Fire Emblem: The Sacred Stones is a Strategy RPG developed by Intelligent Systems and published by Nintendo. It released on the Game Boy Advance in 2005. I played the game in 2019.
Here we are, 3 Houses is just around the corner, and this is my last retro Fire Emblem game before getting into the new one!
The Sacred Stones begins with a brief exposition of the continent of Magvel: six nations had enjoyed hundreds of years of peace. But then everything changed when the
Fire Nation Grado Empire attacked.
Eirika, the princess of Renais, flees her castle home as her father attempts to stall the Grado soldiers. She scrambles for the neighboring kingdom of Frelia, who accepts her with open arms and provides her with soldiers. She begins a bold mission diving into the Grado Empire in search for her missing brother, Ephraim.
Right away, this story had me hooked. Fire Emblem does a fantastic job with their female protagonists: Lyn, Celica, and even Lucina are compelling characters to follow. I loved witnessing Eirika grow from a timid princess to a strong army leader.
However, I was frustrated that after the first eight chapters, Eirika’s character progression halts. Midway through the game, the player is allowed to choose between Eirika’s path or Ephraim’s path, and there the story loses its focus. Eirika takes a backseat as several lords from the neighboring nations join the cause, with none of them being as interesting as Eirika’s initial arc. What started out as a story I couldn’t put down became a rather unimpressive JRPG plot.
What I can’t praise enough, though, is the gameplay changes made from The Blazing Blade. The Sacred Stones adopts the structure that both Awakening and Echoes had: a freely traversable map with overworld enemy encounters for the player to level grind.
I understand that many Fire Emblem fans don’t enjoy this approach, because it removes a layer of strategy, and it lets the story become unfocused. However, I think this trade-off is overall to the benefit of the series. Having to worry about who gets experience points was fun at the beginning of The Blazing Blade, but it grew tiresome near the end. In The Sacred Stones, I can finally get most of my units to promote into the classes they need, and I can finally see all of the support conversations without having to rely on a YouTube guide.

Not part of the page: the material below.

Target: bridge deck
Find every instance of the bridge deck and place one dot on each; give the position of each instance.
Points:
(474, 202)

Being able to level grind also allowed me to revisit old maps and appreciate their design. These GBA games have overall stellar map design, and in my opinion Intelligent Systems has recently struggled to match that caliber. Be it labyrinthine temples, or large monster eggs putting me on a timer to stop them before they hatch, The Sacred Stones always had a new curve ball to throw at me, but it never felt punishing. That satisfying pace to a battle is back in full force, complete with baiting the enemy, rushing ahead to get optional objectives, and spreading out my units wisely.
Once again, the perfect Fire Emblem game eludes me, but I can’t help but come back to this series. I’ll take a hiatus on retro Fire Emblem games with the advent of 3 Houses, but once I’m done you bet your bells I’m going to dive into Path of Radiance and The Binding Blade.
Hype train here we go!!
3 thoughts on “Fire Emblem: The Sacred Stepping Stones”
I do think Sacred Stones had a lot of great ideas, but I don’t think they’d be fully realized until Awakening. As it stands, you can just level grind for ages with very little stopping you from breaking the game.
It’s true, you can basically grind the challenge right out of the game. It was more or less the proto-Awakening game, which is still a great compliment for it!